How to Verify a USDT Transaction Hash
This guide explains how to verify whether a transaction hash actually involves the official USDT contract on TRC20, ERC20, or BEP20. The most important step is checking the correct network and comparing the transaction with the official Tether contract for that network.
Open Transaction Verifier
Official Contract Addresses
What a transaction verification really means
Transaction verification is not just about confirming that a transfer exists. It is about checking whether the transaction involves the official USDT contract on the selected network, rather than a lookalike or unrelated token.
Step-by-step: verify a USDT transaction hash
- Select the correct network — TRC20, ERC20, or BEP20.
- Paste the transaction hash.
- Run the transaction verifier.
- Review the result including amount, sender, recipient, and explorer link.
- Confirm the official contract match.
- Review public risk information where available.
Official USDT contract addresses used for transaction checks
| Network |
Official USDT contract |
| TRC20 |
TR7NHqjeKQxGTCi8q8ZY4pL8otSzgjLj6t |
| ERC20 |
0xdAC17F958D2ee523a2206206994597C13D831ec7 |
| BEP20 |
0x55d398326f99059fF775485246999027B3197955 |
What USDTCheck.app helps with
- Checks whether the transaction involves the official USDT contract for the selected network.
- Shows amount, sender, recipient, network, and explorer links.
- Shows public risk information where available from the configured source.
- Makes explorer-style verification easier for non-technical users.
Public risk information for transactions
Some transaction checks may show public warning or risk signals.

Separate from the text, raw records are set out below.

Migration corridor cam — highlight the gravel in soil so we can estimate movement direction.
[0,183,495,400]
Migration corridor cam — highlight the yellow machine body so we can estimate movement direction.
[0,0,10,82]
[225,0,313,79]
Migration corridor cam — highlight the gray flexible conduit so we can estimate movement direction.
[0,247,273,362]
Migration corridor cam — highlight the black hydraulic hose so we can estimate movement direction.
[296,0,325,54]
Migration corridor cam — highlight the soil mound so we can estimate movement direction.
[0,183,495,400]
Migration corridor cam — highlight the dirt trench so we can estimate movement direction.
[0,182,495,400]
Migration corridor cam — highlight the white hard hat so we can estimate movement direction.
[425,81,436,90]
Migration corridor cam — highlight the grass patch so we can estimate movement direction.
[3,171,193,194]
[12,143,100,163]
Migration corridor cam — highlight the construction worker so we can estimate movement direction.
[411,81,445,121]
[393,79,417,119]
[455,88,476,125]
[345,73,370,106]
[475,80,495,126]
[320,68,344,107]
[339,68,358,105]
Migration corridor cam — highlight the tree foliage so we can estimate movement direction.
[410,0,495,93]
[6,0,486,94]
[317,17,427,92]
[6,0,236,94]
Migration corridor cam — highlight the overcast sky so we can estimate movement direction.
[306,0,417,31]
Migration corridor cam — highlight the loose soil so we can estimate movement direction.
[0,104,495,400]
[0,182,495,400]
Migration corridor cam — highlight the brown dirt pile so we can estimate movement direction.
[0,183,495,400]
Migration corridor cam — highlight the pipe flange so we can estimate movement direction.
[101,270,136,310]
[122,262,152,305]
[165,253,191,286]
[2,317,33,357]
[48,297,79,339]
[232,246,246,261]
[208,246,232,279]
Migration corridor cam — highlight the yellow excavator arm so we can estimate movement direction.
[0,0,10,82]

For example, a transaction or one of the involved addresses may have a public cautionary signal from the configured source.
Important: A result that says No public risk tag found is not a guarantee of safety. It only means the configured public source did not show such a warning at that time.
Common mistakes when checking transaction hashes
- Choosing the wrong network.
- Trusting the transaction screenshot instead of the actual explorer data.
- Ignoring the token contract involved in the transfer.
- Assuming a public warning is the only factor that matters.